Sulfur oxides (SOx) regulatory compliance mandates the use of at least one of several control strategies. Three such strategies that are used in the US are sorbent injection into the boiler during coal burning and wet or dry Flue Gas Desulfurizers. At present about 3% of the coal-fired power plants are using sorbent injection. FGD scrubbing accounts for 85% using wet and 12% using dry scrubber technologies. Wet scrubbers achieve greater than 90% SOx removal efficiency compared to 80% by dry scrubbing. In wet scrubbers, the flue gas is brought into contact with slurry containing an alkaline calcium mineral, such as lime or limestone. The SOx is adsorbed into the water and reacts to form calcium sulfite. It has been demonstrated that simultaneous to SOx capture, wet FGDs can be used to capture vapor-phase mercury from the flue gas.
Elemental mercury is water insoluble and is not removed by a wet FGD. In contrast, oxidized mercury in the flue gas is water-soluble and is removed. The ICR mercury data demonstrated that ionic mercury is removed effectively approaching 90% by wet FGDs. Hence, one strategy for mercury capture is to oxidize all the mercury during the burning of the coal and capture the oxidized mercury in the wet scrubber. Work carried out by URS in conjunction with DOE/NETL has been investigating just such a strategy. There are two critical technical steps to the implementation of this strategy. The first is the complete oxidation of the vapor-phase mercury exiting the boiler and the coal. URS, among others, is developing strategies and technologies to accomplish this step. To date, they have demonstrated that independent of the coal type, vapor-phase mercury speciation can be shifted to extensively 100% oxidized mercury.

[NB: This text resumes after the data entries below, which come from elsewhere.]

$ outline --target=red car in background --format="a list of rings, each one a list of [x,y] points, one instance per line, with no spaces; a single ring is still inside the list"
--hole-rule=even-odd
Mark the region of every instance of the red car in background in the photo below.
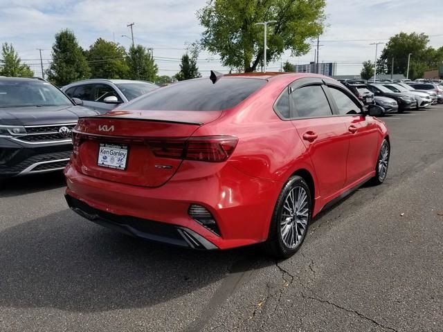
[[[211,75],[81,118],[65,169],[80,215],[197,249],[264,242],[288,257],[327,205],[381,183],[379,107],[314,74]]]

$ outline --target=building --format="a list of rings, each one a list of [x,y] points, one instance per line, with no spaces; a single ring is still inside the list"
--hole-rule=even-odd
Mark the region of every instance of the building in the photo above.
[[[316,73],[325,76],[334,76],[337,72],[337,63],[319,63],[318,70],[316,68],[315,62],[311,62],[307,64],[294,64],[293,69],[296,73]]]

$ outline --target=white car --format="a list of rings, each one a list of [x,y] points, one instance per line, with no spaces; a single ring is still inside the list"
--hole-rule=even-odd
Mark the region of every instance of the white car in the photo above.
[[[408,95],[411,97],[414,97],[415,98],[415,100],[417,100],[417,109],[419,107],[428,107],[432,105],[432,98],[431,98],[431,95],[429,95],[429,94],[426,93],[426,92],[413,91],[410,90],[408,90],[405,87],[395,83],[390,83],[388,84],[383,85],[393,92],[399,92],[405,95]]]

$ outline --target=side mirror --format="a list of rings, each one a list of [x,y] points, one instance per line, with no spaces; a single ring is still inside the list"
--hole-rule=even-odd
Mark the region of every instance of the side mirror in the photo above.
[[[74,102],[74,104],[78,106],[83,106],[83,100],[78,98],[72,98],[72,101]]]
[[[368,105],[366,115],[370,116],[383,116],[383,108],[378,105]]]
[[[120,104],[118,99],[115,95],[109,95],[103,100],[107,104]]]

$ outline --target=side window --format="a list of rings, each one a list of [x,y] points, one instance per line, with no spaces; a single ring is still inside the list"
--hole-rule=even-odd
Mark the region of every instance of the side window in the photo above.
[[[275,111],[277,111],[282,118],[285,119],[291,118],[289,114],[289,93],[288,88],[286,88],[284,92],[278,98],[275,108]]]
[[[300,118],[332,115],[329,103],[320,85],[302,86],[294,91],[291,96],[296,114]]]
[[[95,84],[93,93],[93,101],[98,102],[105,102],[105,98],[114,95],[117,97],[119,102],[123,102],[121,98],[118,96],[118,94],[112,88],[112,86],[107,84]]]
[[[72,97],[81,99],[82,100],[92,100],[91,94],[93,84],[79,85],[76,86],[75,91],[73,93]]]
[[[64,93],[68,95],[69,97],[72,98],[72,94],[74,92],[74,90],[75,90],[75,86],[73,86],[72,88],[69,88],[69,89],[67,89],[66,91],[64,91]]]
[[[358,114],[361,112],[360,107],[357,106],[357,104],[343,92],[332,86],[329,89],[337,105],[339,114]]]

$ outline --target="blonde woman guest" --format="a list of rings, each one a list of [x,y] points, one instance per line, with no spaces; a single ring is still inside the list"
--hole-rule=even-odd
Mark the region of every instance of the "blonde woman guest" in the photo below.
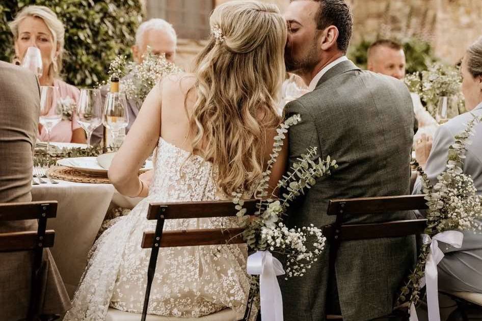
[[[432,145],[425,168],[432,184],[436,182],[437,176],[445,169],[448,148],[454,142],[454,136],[465,129],[473,117],[472,114],[482,116],[482,38],[467,49],[461,72],[465,108],[470,112],[454,117],[439,126],[433,143],[422,140],[417,142],[415,149],[417,159],[420,158],[424,162],[421,155],[424,150],[430,150]],[[467,147],[463,170],[472,176],[477,193],[482,195],[482,124],[476,125],[474,129],[475,135],[471,139],[472,144]],[[420,194],[422,190],[418,178],[413,194]],[[440,248],[445,256],[438,265],[439,288],[448,292],[482,292],[482,235],[464,232],[462,248],[447,246]]]
[[[210,17],[210,38],[193,74],[163,79],[144,102],[109,169],[120,193],[147,197],[102,234],[64,319],[103,320],[109,306],[140,313],[150,251],[140,248],[152,202],[253,195],[269,159],[277,94],[285,74],[286,24],[277,7],[233,1]],[[136,173],[157,146],[154,178],[147,190]],[[270,183],[285,169],[280,152]],[[226,218],[171,220],[165,230],[236,226]],[[148,313],[200,317],[230,308],[239,319],[250,287],[246,246],[160,249]]]
[[[64,54],[65,30],[62,22],[52,10],[41,6],[29,6],[19,12],[9,23],[15,41],[16,60],[21,61],[29,47],[38,48],[43,67],[39,79],[41,86],[59,88],[62,103],[73,110],[52,129],[50,141],[86,143],[85,132],[77,122],[75,108],[79,92],[59,77]],[[40,140],[47,140],[47,130],[39,125]]]

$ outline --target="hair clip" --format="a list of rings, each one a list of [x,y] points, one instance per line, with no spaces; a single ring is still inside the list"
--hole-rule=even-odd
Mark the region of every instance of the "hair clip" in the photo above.
[[[212,28],[211,28],[211,33],[212,34],[215,38],[216,39],[216,43],[220,43],[224,41],[225,38],[224,36],[223,35],[223,32],[221,31],[219,26],[217,24],[215,24],[212,26]]]

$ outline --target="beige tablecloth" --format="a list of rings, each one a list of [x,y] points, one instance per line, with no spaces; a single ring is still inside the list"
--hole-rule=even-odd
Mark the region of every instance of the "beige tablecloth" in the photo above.
[[[57,217],[47,227],[55,230],[52,255],[71,298],[108,210],[132,208],[141,199],[123,196],[110,184],[59,181],[33,185],[32,200],[59,202]]]

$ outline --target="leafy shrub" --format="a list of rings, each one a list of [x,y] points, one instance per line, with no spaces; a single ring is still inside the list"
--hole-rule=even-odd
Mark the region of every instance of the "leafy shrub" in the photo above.
[[[8,0],[0,3],[0,60],[10,61],[13,39],[7,23],[30,5],[51,9],[65,27],[63,76],[78,86],[93,86],[108,76],[118,55],[130,55],[142,20],[140,0]]]

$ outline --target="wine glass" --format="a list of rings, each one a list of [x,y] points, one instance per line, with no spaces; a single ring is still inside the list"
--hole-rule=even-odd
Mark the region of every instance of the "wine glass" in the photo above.
[[[119,92],[110,92],[105,98],[102,123],[109,128],[112,136],[114,151],[117,150],[119,131],[127,126],[129,116],[126,108],[125,95]]]
[[[82,89],[77,106],[77,121],[87,134],[90,147],[92,132],[102,123],[102,99],[100,89]]]
[[[40,86],[40,117],[39,122],[47,130],[47,154],[48,154],[52,128],[62,120],[62,105],[59,103],[59,89],[51,86]]]
[[[37,77],[42,75],[42,55],[37,47],[29,47],[22,61],[21,66],[30,69]]]

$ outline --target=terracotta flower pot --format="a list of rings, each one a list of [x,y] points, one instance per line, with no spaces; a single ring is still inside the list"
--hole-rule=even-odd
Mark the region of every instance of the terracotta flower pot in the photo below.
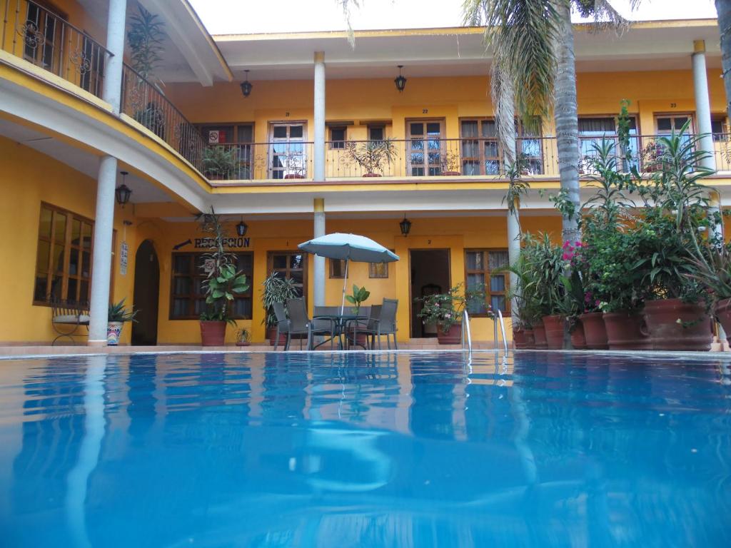
[[[268,327],[267,328],[267,338],[269,339],[269,346],[274,346],[274,339],[276,338],[276,327]],[[284,346],[287,344],[287,335],[284,333],[279,333],[279,346]]]
[[[731,299],[724,299],[716,303],[716,317],[726,332],[726,340],[731,342]]]
[[[607,350],[607,327],[601,312],[589,312],[579,316],[581,327],[584,330],[586,348],[590,350]]]
[[[436,330],[436,339],[439,344],[461,344],[462,343],[462,324],[455,324],[445,333],[441,327]]]
[[[203,346],[223,346],[225,340],[225,321],[200,322],[200,343]]]
[[[645,317],[655,350],[711,350],[711,316],[702,302],[650,300],[645,303]]]
[[[564,324],[565,323],[566,319],[563,316],[543,316],[547,348],[549,350],[561,350],[564,348]]]
[[[604,324],[610,350],[651,350],[647,325],[642,314],[605,312]]]
[[[533,339],[535,341],[537,350],[545,350],[548,346],[546,328],[542,323],[533,326]]]
[[[523,327],[513,329],[512,342],[517,350],[528,350],[535,348],[536,341],[533,338],[533,330],[526,330]]]
[[[586,350],[586,335],[584,334],[584,326],[581,320],[576,322],[571,332],[571,346],[574,350]]]

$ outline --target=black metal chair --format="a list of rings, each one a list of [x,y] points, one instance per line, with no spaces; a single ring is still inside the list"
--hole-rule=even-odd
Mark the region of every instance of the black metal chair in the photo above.
[[[313,318],[311,321],[307,316],[307,305],[305,300],[289,299],[287,301],[287,310],[289,313],[289,323],[287,333],[287,344],[284,350],[289,349],[289,342],[292,335],[306,335],[307,338],[307,349],[314,350],[312,347],[312,338],[317,335],[330,335],[330,349],[335,348],[335,338],[337,336],[337,322],[332,318]],[[320,346],[327,340],[320,344]],[[317,348],[317,347],[315,347]],[[302,349],[302,339],[300,339],[300,349]]]
[[[76,332],[79,327],[83,325],[88,330],[88,303],[64,300],[53,294],[48,295],[48,302],[51,309],[51,324],[53,330],[58,334],[50,346],[53,346],[56,340],[64,337],[70,339],[72,344],[76,344],[74,337],[82,336],[81,333]],[[65,327],[62,329],[61,326]]]
[[[363,331],[358,329],[358,332],[364,332],[371,338],[371,348],[374,346],[374,339],[378,338],[378,349],[381,349],[381,337],[386,335],[386,344],[391,349],[391,341],[389,335],[393,335],[394,349],[398,350],[398,343],[396,342],[396,311],[398,309],[397,299],[384,299],[381,305],[381,311],[377,319],[368,319],[368,325]]]
[[[381,305],[371,306],[370,313],[366,320],[352,320],[348,322],[345,329],[345,339],[349,346],[363,346],[358,342],[358,335],[363,334],[366,335],[366,345],[369,344],[368,341],[370,340],[369,346],[373,349],[374,337],[375,336],[374,333],[378,330],[378,320],[381,316]],[[366,346],[363,346],[363,348],[365,349]]]

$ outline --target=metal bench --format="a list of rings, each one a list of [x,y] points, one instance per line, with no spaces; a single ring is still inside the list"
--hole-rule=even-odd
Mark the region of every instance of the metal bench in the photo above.
[[[63,337],[67,337],[73,344],[76,344],[74,336],[83,336],[83,333],[76,332],[80,326],[86,326],[87,332],[88,331],[88,303],[64,300],[54,295],[48,296],[48,302],[51,309],[51,324],[53,326],[53,330],[58,334],[51,343],[51,346]]]

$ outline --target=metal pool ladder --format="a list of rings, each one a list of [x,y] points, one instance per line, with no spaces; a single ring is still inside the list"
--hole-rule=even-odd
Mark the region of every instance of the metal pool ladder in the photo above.
[[[462,313],[462,350],[465,350],[466,345],[467,352],[470,357],[472,356],[472,332],[469,328],[469,314],[465,310]]]
[[[505,321],[503,320],[502,311],[498,308],[497,311],[497,318],[493,319],[493,327],[495,330],[495,350],[498,350],[498,322],[496,320],[500,321],[500,332],[503,337],[503,349],[505,351],[505,354],[507,354],[507,339],[505,338]]]

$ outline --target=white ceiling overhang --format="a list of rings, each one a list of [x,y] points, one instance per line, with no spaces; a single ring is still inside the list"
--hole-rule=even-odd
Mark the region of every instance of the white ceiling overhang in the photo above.
[[[694,40],[706,42],[708,65],[720,66],[715,20],[645,22],[618,35],[575,27],[580,72],[683,69],[690,67]],[[313,77],[315,51],[325,52],[327,77],[388,77],[404,65],[407,77],[479,75],[491,56],[477,28],[363,31],[351,47],[344,32],[310,32],[213,37],[237,78],[244,69],[257,80]]]

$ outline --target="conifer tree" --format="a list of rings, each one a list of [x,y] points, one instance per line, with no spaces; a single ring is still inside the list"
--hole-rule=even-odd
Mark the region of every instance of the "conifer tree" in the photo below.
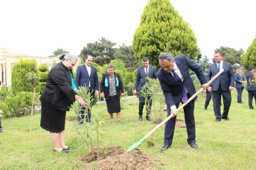
[[[169,0],[148,1],[134,33],[133,47],[139,62],[146,56],[156,67],[158,56],[163,52],[174,56],[183,54],[191,59],[199,54],[194,33]]]

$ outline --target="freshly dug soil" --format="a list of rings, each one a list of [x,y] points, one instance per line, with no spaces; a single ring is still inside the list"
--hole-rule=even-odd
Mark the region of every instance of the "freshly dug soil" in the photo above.
[[[66,118],[66,120],[69,121],[76,121],[78,119],[78,116],[68,116]]]
[[[155,144],[153,141],[147,141],[148,148],[154,147]]]
[[[96,150],[96,148],[94,148],[94,150]],[[85,163],[98,160],[97,169],[154,169],[149,167],[150,164],[164,165],[142,152],[126,152],[120,146],[114,146],[99,148],[99,158],[97,158],[97,152],[95,152],[95,156],[89,155],[80,160]]]

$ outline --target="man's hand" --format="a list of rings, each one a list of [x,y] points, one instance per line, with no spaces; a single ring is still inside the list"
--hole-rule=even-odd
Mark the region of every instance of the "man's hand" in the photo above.
[[[133,90],[133,95],[136,95],[136,93],[137,93],[137,90]]]
[[[104,92],[101,92],[101,98],[105,98]]]
[[[207,83],[201,85],[201,87],[204,88],[204,90],[206,90],[208,86],[209,85]]]
[[[99,95],[99,90],[95,90],[95,95],[97,96]]]
[[[232,86],[229,86],[229,91],[231,91],[231,90],[233,90],[234,87],[232,87]]]
[[[211,92],[212,90],[212,87],[208,87],[208,88],[207,88],[207,90],[208,90],[209,92]]]

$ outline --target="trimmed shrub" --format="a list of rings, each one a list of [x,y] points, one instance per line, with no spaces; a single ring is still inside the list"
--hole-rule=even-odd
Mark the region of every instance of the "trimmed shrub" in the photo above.
[[[123,71],[122,70],[119,70],[119,69],[115,69],[114,72],[116,73],[118,73],[118,74],[119,74],[119,76],[121,78],[122,82],[123,82],[124,77],[123,77]]]
[[[46,88],[46,82],[39,82],[39,92],[40,94],[43,93],[44,88]]]
[[[41,72],[48,72],[49,71],[47,65],[46,65],[45,64],[40,64],[38,66],[38,70]]]
[[[33,82],[28,79],[27,73],[33,72],[38,75],[35,60],[22,60],[14,64],[12,69],[12,91],[14,94],[18,92],[33,92]],[[36,86],[39,81],[36,82]],[[38,90],[37,88],[36,89]],[[37,90],[38,91],[38,90]]]
[[[39,77],[39,81],[40,82],[46,82],[48,74],[49,74],[48,72],[39,71],[39,74],[38,74]]]

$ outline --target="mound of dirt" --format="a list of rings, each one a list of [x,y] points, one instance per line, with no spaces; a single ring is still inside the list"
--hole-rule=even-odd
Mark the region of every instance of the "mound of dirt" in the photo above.
[[[95,150],[97,150],[96,148]],[[142,152],[126,152],[120,146],[114,146],[100,148],[98,158],[95,152],[94,156],[89,155],[80,160],[85,163],[98,160],[99,165],[97,169],[154,169],[149,167],[150,164],[164,165]]]
[[[66,118],[66,120],[69,121],[76,121],[78,119],[77,116],[68,116]]]

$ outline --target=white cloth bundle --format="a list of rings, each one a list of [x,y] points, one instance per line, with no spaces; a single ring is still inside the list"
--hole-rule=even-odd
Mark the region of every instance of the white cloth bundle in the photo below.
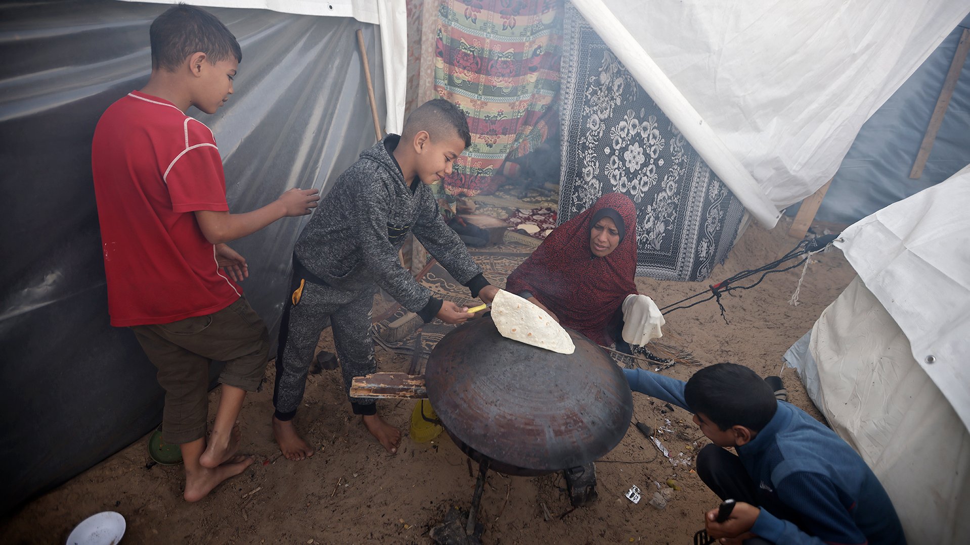
[[[663,336],[661,326],[666,320],[653,299],[631,294],[623,301],[623,340],[642,347]]]

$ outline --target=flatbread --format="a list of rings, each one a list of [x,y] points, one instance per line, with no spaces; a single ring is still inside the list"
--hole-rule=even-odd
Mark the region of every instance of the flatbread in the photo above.
[[[561,354],[576,351],[572,338],[549,313],[504,289],[492,301],[492,320],[506,339]]]

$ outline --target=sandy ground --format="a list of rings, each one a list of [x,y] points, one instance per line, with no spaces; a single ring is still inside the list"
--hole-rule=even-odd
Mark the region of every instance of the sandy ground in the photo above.
[[[783,220],[771,231],[750,227],[708,282],[640,278],[637,285],[663,307],[777,258],[794,246],[786,236],[789,225]],[[800,267],[726,296],[729,323],[713,301],[670,313],[664,341],[691,350],[704,364],[732,361],[761,376],[777,375],[785,350],[855,276],[837,250],[813,260],[797,307],[788,300]],[[329,331],[321,348],[333,350]],[[377,350],[381,370],[406,371],[406,358]],[[686,379],[695,369],[676,365],[663,373]],[[271,385],[273,374],[271,365]],[[787,370],[783,378],[790,401],[818,417],[794,373]],[[85,517],[113,510],[127,520],[122,543],[430,543],[430,528],[447,509],[468,508],[475,479],[450,439],[441,436],[434,443],[415,443],[405,437],[400,452],[388,455],[350,413],[337,370],[310,376],[308,382],[297,425],[316,448],[311,459],[276,458],[270,429],[272,387],[265,387],[247,398],[242,416],[242,451],[254,454],[257,463],[209,498],[196,504],[182,501],[181,467],[146,467],[147,438],[143,438],[11,514],[0,526],[0,542],[63,543]],[[217,396],[210,394],[213,409]],[[378,407],[406,432],[413,403],[382,401]],[[655,429],[669,419],[673,433],[661,436],[663,444],[675,458],[693,462],[693,453],[706,439],[691,416],[679,409],[666,412],[661,403],[639,394],[634,404],[634,417]],[[692,469],[693,464],[672,465],[630,427],[620,445],[597,464],[599,500],[592,506],[570,511],[559,474],[490,472],[479,512],[482,541],[691,543],[703,527],[702,513],[718,502]],[[672,491],[667,506],[658,510],[647,500],[658,490],[656,483],[666,488],[668,478],[681,490]],[[634,484],[645,492],[638,504],[623,498]]]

The second critical technical step in the implementation of this control strategy is the sorption of the oxidized mercury and removal in the wet scrubber. The problem, identified early on, is that there are reactions occurring in the wet scrubber liquor that reduce oxidized mercury to elemental mercury and lead to “re-emission” or release of elemental mercury into the scrubbed flue gas. The prevention of reduction of ionic mercury in wet scrubber liquor has been studied and reported on by G. M. Blythe and D. W. DeBerry at URS and others.
The findings have suggested that complexation of the ionic mercury is one way to reduce or eliminate the generation of elemental mercury in the scrubber. This same study has demonstrated that not all chelants of ionic mercury can accomplish this in a wet FGD. In a recent presentation, plant results of such a chelant, TMT-15, trimercapto-s-triazine, available from Degussa, were inconclusive regarding the prevention of re-emission of mercury across a wet scrubber. The invention is illustrated by the proceeding descriptions and the following examples which are not meant to limit the invention unless otherwise stated in the claims appended hereto.
Consequently, there remains a need for a technology that can cost-effectively prevent the reduction of ionic mercury in wet scrubbers. The invention described below addresses this need.